The experiment revealed that sexual and physical factors including chest expansion did not affect the accuracy of breath indices. This supports the both RC and ABD showed similar extent of the agreement to FLOW in breath count. On the other hand, in TT ABD sensor demonstrated slightly smaller LOA for TT by about 2% as compared to RC. This may be because chest expansion at the abdomen was larger than ribcage leading better signal to noise ratio to search local extrema from the signal. However, the cause of noise during walking differs between sites: leg movement and postural change by sitting/standing largely affected the signal of ABD, but arm swing is the main noise source in the ribcage sensor generating more complicated. Thus, selection of a sensing site should carefully consider body movements during sensing.

In the present study, we successfully measured respiratory cycles and breath counts with stretchable strain sensors in healthy participants during moderate exercise. The advantages of this system are its non-invasiveness, its unconstrained measurements, and the simplicity of setup. Our goal is the clinical application of the system for real-time monitoring of respiratory rate in rehabilitation programs including field walking tests. The current calculation algorithm is designed for real-time monitoring. After a few seconds of storing signal data, the system starts respiratory phase detection and gives breath number, respiratory cycles, and phase information instantaneously. While a wireless transmission system is still needed to be developed, the findings of this study opens the possibility for real-time monitoring of respiratory rate in rehabilitation programs. However, our study has some limitations. The participants were healthy young adults; patients with chronic respiratory diseases generally have limited chest expansion compared to that of healthy individuals [20]. Although we report no significant association between chest expansion measurements and STR accuracy, the validity of this method should be investigated in patients with limited chest expansion, including post-operative patients and patients with chronic obstructive pulmonary disease.

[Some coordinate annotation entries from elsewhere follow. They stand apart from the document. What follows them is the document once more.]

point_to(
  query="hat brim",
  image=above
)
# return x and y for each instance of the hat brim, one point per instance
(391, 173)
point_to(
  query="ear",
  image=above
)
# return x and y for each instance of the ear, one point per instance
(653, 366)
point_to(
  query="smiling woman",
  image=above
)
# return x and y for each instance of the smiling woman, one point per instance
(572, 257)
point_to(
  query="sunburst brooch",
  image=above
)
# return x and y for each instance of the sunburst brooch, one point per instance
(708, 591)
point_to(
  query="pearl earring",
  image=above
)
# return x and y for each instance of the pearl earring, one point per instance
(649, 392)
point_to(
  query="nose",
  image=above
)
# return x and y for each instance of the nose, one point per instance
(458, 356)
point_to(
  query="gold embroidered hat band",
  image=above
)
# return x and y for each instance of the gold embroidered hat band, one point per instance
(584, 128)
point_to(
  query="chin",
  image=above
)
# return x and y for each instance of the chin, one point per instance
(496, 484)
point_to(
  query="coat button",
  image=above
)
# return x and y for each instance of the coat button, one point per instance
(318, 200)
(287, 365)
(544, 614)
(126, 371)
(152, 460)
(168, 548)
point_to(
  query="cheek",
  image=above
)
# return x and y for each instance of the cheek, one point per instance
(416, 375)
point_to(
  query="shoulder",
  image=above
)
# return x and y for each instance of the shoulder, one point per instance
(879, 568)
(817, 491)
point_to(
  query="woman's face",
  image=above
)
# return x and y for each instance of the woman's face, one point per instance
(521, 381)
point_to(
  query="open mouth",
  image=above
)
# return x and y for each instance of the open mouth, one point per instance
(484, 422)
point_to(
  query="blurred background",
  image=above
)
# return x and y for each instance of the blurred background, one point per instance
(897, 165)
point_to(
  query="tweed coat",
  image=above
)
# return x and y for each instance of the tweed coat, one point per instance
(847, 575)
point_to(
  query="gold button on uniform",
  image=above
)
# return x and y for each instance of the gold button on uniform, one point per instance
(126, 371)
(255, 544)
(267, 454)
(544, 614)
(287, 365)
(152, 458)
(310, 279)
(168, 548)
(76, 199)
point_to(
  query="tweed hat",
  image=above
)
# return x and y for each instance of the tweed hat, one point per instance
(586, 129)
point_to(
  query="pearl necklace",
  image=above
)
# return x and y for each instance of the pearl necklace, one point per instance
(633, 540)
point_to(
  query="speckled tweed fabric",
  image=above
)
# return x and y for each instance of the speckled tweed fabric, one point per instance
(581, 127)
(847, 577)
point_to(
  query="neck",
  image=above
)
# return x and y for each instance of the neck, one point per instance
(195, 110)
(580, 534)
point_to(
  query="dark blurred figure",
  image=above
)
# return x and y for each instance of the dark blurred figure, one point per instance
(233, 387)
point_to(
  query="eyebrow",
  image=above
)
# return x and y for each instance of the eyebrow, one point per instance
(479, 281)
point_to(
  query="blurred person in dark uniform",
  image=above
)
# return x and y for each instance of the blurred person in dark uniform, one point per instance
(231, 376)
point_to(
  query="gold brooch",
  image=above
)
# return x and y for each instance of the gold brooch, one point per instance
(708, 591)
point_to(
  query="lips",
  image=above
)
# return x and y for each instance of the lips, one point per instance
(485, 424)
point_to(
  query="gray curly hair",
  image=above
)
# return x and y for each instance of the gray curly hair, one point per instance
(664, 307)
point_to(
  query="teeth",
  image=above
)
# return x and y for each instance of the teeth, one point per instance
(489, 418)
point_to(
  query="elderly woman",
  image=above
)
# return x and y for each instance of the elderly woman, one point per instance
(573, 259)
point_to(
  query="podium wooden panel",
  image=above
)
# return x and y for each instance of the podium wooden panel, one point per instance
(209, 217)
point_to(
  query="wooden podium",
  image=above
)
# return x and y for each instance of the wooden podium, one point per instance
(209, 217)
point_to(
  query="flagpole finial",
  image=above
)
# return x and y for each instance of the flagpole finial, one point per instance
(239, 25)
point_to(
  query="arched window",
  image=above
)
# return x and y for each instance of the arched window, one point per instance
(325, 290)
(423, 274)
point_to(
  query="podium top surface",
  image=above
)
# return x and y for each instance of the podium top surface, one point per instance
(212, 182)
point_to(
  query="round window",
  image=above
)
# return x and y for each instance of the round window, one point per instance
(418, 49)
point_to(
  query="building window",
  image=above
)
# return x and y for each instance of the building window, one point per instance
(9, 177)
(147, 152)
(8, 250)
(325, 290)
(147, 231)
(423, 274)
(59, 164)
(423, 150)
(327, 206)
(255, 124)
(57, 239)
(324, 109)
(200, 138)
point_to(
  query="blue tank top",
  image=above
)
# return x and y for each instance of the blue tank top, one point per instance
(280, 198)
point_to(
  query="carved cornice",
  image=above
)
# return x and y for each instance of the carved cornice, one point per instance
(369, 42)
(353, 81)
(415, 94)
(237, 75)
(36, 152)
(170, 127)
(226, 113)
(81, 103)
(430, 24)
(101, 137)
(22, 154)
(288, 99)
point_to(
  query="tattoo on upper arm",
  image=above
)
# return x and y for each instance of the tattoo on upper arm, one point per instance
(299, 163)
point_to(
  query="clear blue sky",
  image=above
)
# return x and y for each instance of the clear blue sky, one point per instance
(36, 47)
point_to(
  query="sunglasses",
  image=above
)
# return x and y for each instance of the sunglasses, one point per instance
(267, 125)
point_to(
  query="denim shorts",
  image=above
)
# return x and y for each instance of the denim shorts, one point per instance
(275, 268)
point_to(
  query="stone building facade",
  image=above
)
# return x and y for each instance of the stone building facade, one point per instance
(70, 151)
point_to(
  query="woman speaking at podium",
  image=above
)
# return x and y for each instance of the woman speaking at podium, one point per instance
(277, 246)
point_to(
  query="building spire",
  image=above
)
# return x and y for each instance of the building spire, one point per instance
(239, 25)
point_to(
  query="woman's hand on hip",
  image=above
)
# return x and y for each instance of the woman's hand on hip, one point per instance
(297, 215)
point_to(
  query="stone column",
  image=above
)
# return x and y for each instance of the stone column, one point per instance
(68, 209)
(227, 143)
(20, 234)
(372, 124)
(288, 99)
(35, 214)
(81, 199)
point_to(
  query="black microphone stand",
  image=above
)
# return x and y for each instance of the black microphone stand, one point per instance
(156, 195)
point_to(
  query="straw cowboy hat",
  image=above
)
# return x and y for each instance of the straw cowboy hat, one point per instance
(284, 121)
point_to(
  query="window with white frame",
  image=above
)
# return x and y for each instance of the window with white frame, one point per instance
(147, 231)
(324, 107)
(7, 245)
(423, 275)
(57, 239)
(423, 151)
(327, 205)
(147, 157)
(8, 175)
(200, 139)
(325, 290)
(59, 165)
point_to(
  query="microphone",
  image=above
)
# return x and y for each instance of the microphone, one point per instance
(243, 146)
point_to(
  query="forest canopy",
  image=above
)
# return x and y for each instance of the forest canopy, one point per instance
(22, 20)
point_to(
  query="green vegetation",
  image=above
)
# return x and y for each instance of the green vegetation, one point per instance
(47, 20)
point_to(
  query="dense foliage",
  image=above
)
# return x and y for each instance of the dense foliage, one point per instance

Moreover, our study focused only on time domain measurements of breathing rather than on special measurements such as tidal volume. The agreement with existing methods and the real-time detection ability of the STR system that we describe would benefit from a recently advanced machine learning approach [11] to provide estimates of volume measurements. The third limitation of our study was the slow maximum walking speed relative to that of previous studies [10, 18]. Applicability of the current prototype of our system to activities such as sports or running should be investigated with another experimental protocol.

5 Conclusions

In conclusion, the new respiratory monitoring system achieved sufficient accuracy for clinical application with less than 3 counts/min difference of breath counts and less than 14% error of respiratory cycles in young healthy participants walking at variety of speeds and walking manners. By contrast, the respiratory phase detection is beyond the limit of clinical application. The wearable monitoring system equipping the stretchable sensor may be applicable as a real-time respiratory monitoring system in rehabilitation programs especially in the field-walking test.